Las botas infalibles para una editora de moda
Lo confieso: pocas cosas en el mundo me gustan más que los zapatos en todas sus declinaciones: desde las sandalias hasta las zapatillas, pasando por los mocasines, las bailarinas y las botas. Y aunque antes solía pensar que jamás tenía suficientes, lo cierto es que ahora soy mucho más consciente de lo que compro –la experiencia es un grado, supongo–. Hace algunos años, cada invierno se transformaba en una especie de ritual: entrar en mis tiendas favoritas y dejarme llevar por la emoción de descubrir un par nuevo, sin pensar demasiado en si realmente lo necesitaba, si se combinaban con el resto de mi armario, o si serían cómodos de verdad. Con el tiempo, sin embargo, he aprendido que hay ciertos modelos que trascienden temporadas y tendencias, y que se convierten en un comodín infalible y en el que de verdad merece la pena invertir.
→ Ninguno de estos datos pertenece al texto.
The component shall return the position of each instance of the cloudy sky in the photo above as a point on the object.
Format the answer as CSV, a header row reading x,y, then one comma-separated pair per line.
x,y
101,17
Y entre todos ellos, hay un par que nunca me falla: esas botas que, casi sin darme cuenta, he ido comprando casi desde los 15 años.
Me refiero a los botines camperos –de tacón bajo o muy cómodo y con una punta ligeramente afilada–, un básico de mi armario que se ha vuelto un must have a la hora de llevar unos pantalones vaqueros.
Recuerdo el primer par que mi madre me compró cuando tenía 15 años: de ante, con flecos laterales. Les quité literalmente el jugo. Fue entonces cuando descubrí que este tipo de botines podía salvarme cualquier look invernal con muy poco esfuerzo –algo que todas deseamos en el día a día–. Unos años después, cuando aquellos primeros botines estaban tan desgastados que ya era imposible utilizarlos, añadí a mi colección un par negro; y con uno de mis primeros sueldos, me regalé unos en color marrón que, sorprendentemente, todavía los conservo en buen estado.
Lo curioso es que, casi sin darme cuenta, cada invierno en el que quiero invertir en un par de botas mis ojos se siguen yendo a los que mejor encajan con mi estilo clásico. He probado otras tendencias a lo largo de los años, desde botines militares hasta botas ecuestres, pero cuando me canso, siempre regreso a los orígenes. Por algo será.